Luísa Soares de Oliveira, «Um livro que voasse», «Ípsilon»/Público, 4-I-2013, p. 20 (onde pode ser lido na íntegra).

sábado, 5 de janeiro de 2013

«O meu marxismo foi o rock» [João de Menezes-Ferreira]


«Estro In Watts - Poesia da Idade do Rock, antologia de 563 letras do universo pop/rock entre 1955 e 1980, é um manifesto de juventude preparado durante 30 anos por João de Menezes-Ferreira. Chega às lojas em Janeiro, com selo da Documenta.»

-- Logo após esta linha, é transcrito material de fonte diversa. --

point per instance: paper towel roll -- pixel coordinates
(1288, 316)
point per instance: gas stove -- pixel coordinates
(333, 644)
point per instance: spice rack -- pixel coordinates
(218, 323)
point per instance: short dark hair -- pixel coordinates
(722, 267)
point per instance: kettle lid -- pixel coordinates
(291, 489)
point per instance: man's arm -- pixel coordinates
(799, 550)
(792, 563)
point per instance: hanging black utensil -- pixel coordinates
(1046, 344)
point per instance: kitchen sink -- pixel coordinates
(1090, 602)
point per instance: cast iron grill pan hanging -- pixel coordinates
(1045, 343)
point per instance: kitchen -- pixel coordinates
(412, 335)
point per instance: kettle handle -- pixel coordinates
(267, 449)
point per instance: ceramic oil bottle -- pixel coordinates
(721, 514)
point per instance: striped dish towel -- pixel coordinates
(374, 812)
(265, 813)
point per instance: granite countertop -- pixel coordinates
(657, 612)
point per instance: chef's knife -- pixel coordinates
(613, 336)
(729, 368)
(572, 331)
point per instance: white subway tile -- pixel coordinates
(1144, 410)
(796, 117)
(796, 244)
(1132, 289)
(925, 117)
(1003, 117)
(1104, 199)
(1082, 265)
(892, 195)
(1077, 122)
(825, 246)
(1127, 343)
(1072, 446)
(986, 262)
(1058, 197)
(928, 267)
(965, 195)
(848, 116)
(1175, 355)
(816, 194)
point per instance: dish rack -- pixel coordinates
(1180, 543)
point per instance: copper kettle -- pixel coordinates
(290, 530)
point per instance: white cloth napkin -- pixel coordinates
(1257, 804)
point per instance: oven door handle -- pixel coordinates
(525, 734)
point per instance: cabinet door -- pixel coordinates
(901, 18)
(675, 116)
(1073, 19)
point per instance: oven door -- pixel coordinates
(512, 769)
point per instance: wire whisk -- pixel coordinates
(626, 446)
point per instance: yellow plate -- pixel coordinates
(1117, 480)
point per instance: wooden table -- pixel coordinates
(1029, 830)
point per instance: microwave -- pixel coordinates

«Começa com os Blue suede shoes, de Carl Perkins, 1955. Termina passadas duas décadas e meia, em 1980, com uma letra de Rui Reininho que havia de figurar no primeiro álbum dos GNR, Independança, com a transição de Laurie Anderson das artes plásticas para a música, com as maquetas deixadas por António Variações numa caixa de sapatos, com Bob Marley, Teardrop Explodes, The Cure ou Joy Division. Outra hipótese: acaba com a morte de Ian Curtis, ao som de The Idiot, de Iggy Pop, a rodar interminavelmente no gira-discos. Outra mais real ainda: uma torrente de poesia pop/rock estancada quando o programa radiofónico A Idade do Rock chega ao fim, precisamente em 1980.
[...]
Estro in Watts reflecte, naturalmente, essa hegemonia anglo-saxónica, visitando menos demoradamente a música francesa, a brasileira ou portuguesa (José Afonso, Sérgio Godinho, Rui Veloso/Carlos Tê, Rui Reininho...), sempre consciente de "o inglês se ter tornado o esperanto dos séculos XX e XXI". E espelha  a forma notável como a cultura norte-americana soube encenar a rebeldia e romantizar a adolescência. Não é por acaso que Menezes-Ferreira cita na sua introdução Fúria de Viver, de Nicholas Ray.
[...]
É precisamente neste enfiamento que reside um dos mais robustos argumentos de Estro in Watts: o de que esta poesia não deve ser menorizada perante aqueloutra publicada em livro apenas porque "tem repetições, acompanha o ritmo de elocução verbal e tem uma métrica que é a da respiração". "Estes grandes poetas seriam sempre grandes poetas de livros, mas escolheram a música porque acharam que era esse o veículo."
[...]
"Esta cultura foi, para mim, uma escola. Há uma geração pós-25 de Abril que se reclama marxista. O meu marxismo foi a música, foi o rock. Aprendi a ser adolescente não tanto a ler textos teóricos mas a viver isto."
[...]
O rock, já o sabemos, celebra-se estrepitosamente em concertos, com as palavras a lutar por se manterem à tona de um mar de electricidade, debitada por poderosos sistemas de som. Estro in Watts - Poesia da Idade do Rock livra-as momentaneamente dessa luta desigual. Com um peso na consciência - porque estas letras foram feitas para existir na companhia da música -, mas cumprindo um testemunho que lhes era devido.»

Gonçalo Frota, «"O meu marxismo foi o rock"», Público, 3-I-2013, pp.22-23 (onde pode ser lido na íntegra).